Most important is that family members and social networks were identified in this study as key influential groups. Other in-depth studies have shown how the father, mother's mother, and mother-in-law have a great impact on the mother's decisions and practices in the perinatal period. 34 In this study lower educational levels were consistently associated with poor feeding practices. Given the higher illiteracy rates of older family members, particularly in UE, their influence would explain the link between the prevailing poor practices and persistently higher mortality rates in UE. 6
This study was limited by the sampling method (convenience sample) and that the mothers were beyond the immediate postpartum period (up to 24 months). Prospective studies designed to elicit similar information for family members about their KAP towards breastfeeding support in Egypt would be an ideal next step.
Conclusions
Implementing the Ten Steps of the updated BFHI for achieving successful breastfeeding throughout the community could be a powerful educational tool when expanded to target both home and hospital-based deliveries. This requires involving the Maternal Child Health midwives and traditional birth attendants with the training of hospital staff. In addition, work is needed at the community level through peer counselors and mother-to-mother support groups, taking into account cultural differences. Targeting family members throughout the implementation of BFHI educational activities and media campaigns is a need identified by this study for improving the outcome of the BFHI on community practices.
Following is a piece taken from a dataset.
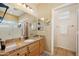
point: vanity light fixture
(42, 19)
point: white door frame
(53, 26)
Training media personnel on how to address the different needs of mothers in various social classes and age groups and having different levels of education can be also effective in reaching masses.
Footnotes
Acknowledgments
We would like to express our gratitude to the UNICEF, Cairo Office that partly funded the Egyptian Lactation Consultant Association to do the survey as well as the officials of Maternal and Child Health in the Ministry of Health of Egypt who facilitated and participated in the field work of the survey. We are particularly grateful to the primary healthcare officials and coordinators of breastfeeding in the 12 governorates for facilitating and supervising the data collection phase. We would like to thank the Centre of Social and Preventive Medicine at Cairo University for facilitating the administration of the survey. We would like to thank the Healthy Children Project for funding the participation of their faculty in this research project.
Disclosure Statement
The Egyptian authors worked as a team, with most volunteering their activity as Egyptian Lactation Consultant Association members, and were responsible for the design, acquisition of the data, analysis of the data, and the writing of this article. The authors from Healthy Children Project in the United States provided technical assistance throughout the study and in the writing of this article. No competing financial interests exist.